People can get pneumonia in different ways such as inhaling virus or bacteria, temporary hospital admission, living in a care facility for a long time, or breathing in foreign objects. Most often, the cause of pneumonia is due to a person inhaling a bacteria or virus. If the immune system cannot fight off these microorganisms, they will begin to grow in the air sacs of the lungs. As a result, the immune system attempts to remove the infection by increasing the white blood cells. Then, the lungs will be filled up with fluid and pus thus, leading to lung infection.

Patients who have stayed longer in the hospital can develop hospital acquired pneumonia especially in areas where patients are kept closely together. The bacteria that cause this kind of pneumonia may be of a stronger nature and less susceptible to antibiotics. People who live in care facilities, retirement homes, or spend extended periods of times in dialysis centers are at an increased risk of getting pneumonia.

2 Is Pneumonia Contagious?

The usual cause of pneumonia is catching the germs that cause it. Thus, pneumonia is contagious. However, pneumonia that is caused by chemical fumes or other poisons that are not made by infectious agents is not contagious.

People can catch the pneumonia-causing germs in the most common of places as well as the environment they frequently go on a daily basis. This can contribute to how at-risk people are to the condition. For example, young children who are in daycare or school facilities can catch the viruses easily from one another, which makes them more susceptible to viral pneumonia.

Pneumonia becomes contagious when the viruses or bacteria are expelled through infected droplets that are coughed out by an infected person. The expelled droplets enclose the virus or bacteria that cause the pneumonia. These droplets then contaminate the breathing tract or mouth of another person and eventually infect the lungs. The exact time when pneumonia becomes a contagious infection varies on the cause and may range from 1 to 2 days or weeks.
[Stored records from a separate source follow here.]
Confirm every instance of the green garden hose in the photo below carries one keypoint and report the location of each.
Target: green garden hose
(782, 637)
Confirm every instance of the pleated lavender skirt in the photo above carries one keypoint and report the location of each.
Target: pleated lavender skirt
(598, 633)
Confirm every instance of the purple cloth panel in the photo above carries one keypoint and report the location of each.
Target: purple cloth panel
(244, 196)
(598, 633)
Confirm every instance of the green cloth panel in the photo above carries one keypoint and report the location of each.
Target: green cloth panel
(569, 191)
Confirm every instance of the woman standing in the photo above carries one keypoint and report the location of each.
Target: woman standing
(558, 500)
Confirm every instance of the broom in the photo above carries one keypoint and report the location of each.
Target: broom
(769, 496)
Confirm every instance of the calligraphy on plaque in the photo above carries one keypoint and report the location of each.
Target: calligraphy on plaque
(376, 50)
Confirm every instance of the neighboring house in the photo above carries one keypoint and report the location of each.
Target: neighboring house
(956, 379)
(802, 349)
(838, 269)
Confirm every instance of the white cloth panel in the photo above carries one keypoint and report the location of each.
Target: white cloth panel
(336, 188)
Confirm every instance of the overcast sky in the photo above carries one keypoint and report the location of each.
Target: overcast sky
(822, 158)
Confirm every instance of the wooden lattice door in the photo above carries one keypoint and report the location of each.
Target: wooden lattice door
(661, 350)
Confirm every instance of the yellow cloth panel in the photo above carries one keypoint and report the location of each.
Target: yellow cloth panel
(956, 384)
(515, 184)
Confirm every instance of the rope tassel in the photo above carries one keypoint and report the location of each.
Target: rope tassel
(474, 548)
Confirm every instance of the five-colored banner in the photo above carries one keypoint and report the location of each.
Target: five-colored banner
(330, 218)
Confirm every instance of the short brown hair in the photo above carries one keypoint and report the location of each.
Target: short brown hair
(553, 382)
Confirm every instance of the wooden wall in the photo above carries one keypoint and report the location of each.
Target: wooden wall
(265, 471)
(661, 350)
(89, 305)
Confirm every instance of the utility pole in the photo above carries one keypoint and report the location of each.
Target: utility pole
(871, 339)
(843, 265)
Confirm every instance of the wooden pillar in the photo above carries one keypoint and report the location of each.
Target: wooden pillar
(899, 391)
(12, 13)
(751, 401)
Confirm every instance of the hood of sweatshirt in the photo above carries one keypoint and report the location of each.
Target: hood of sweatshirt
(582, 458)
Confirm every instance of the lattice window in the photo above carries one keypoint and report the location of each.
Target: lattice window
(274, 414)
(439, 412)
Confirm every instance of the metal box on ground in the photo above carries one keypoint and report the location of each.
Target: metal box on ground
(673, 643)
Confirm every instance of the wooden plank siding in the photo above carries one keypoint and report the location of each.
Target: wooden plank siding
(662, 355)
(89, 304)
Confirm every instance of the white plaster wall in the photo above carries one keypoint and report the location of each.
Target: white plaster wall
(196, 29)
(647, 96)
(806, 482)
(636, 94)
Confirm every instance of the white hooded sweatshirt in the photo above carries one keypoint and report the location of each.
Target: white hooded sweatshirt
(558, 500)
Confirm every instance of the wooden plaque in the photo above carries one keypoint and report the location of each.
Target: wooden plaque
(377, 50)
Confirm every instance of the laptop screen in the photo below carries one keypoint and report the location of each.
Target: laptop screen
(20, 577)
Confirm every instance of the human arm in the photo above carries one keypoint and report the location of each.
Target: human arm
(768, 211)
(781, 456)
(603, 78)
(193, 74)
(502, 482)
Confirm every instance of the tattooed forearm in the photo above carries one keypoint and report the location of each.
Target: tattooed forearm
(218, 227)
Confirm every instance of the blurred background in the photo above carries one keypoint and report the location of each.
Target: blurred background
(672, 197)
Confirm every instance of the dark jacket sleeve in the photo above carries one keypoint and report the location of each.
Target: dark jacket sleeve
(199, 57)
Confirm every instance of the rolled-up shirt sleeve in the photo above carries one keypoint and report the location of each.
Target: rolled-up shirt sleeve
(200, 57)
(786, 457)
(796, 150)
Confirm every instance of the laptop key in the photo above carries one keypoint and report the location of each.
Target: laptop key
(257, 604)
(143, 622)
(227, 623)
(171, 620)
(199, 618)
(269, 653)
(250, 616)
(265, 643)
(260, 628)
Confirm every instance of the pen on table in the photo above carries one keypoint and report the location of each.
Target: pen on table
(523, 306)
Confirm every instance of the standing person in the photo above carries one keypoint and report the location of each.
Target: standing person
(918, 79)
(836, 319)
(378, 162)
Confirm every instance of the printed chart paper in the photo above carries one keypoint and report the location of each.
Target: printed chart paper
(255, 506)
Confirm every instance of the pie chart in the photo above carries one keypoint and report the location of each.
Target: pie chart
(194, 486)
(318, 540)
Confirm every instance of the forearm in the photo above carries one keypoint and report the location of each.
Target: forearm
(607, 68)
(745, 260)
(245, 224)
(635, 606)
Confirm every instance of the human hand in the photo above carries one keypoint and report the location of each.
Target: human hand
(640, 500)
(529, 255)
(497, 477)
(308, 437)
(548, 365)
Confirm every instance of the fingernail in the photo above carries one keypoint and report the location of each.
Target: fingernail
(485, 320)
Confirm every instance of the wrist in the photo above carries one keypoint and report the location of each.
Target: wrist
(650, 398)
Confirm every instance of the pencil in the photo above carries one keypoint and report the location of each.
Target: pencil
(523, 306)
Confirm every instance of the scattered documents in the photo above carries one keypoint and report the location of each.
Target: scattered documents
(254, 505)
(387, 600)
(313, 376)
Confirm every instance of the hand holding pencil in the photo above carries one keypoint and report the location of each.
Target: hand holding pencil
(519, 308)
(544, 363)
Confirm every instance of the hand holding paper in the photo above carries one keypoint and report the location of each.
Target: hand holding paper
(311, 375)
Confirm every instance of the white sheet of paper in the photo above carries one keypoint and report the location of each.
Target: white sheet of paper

Generally, viral pneumonia is more contagious compared to bacterial and fungal pneumonia. This is because viruses will more commonly spread from one person to another person. Meanwhile, certain forms of pneumonia are contagious only in specific environments. Pneumonia has also been linked to breathing in droplets from fountains, whirlpools, or spas.

3 How Long Does Pneumonia Last?

It takes a certain amount of time before people start to feel sick after being exposed to an infectious agent. This length of time is known as the “incubation period” and it depends on many things, particularly which bug is causing the disease.

For example, people with influenza pneumonia may become sick as soon as 12 hours or as long as 3 days after they are exposed to the flu virus. On the other hand, people with walking pneumonia may not display any symptoms until 2 to 3 weeks after becoming infected.

There are some factors that can affect the duration of pneumonia. These include the state of the individual’s immune system, age, health, the cause of the disease, and how soon the illness is treated.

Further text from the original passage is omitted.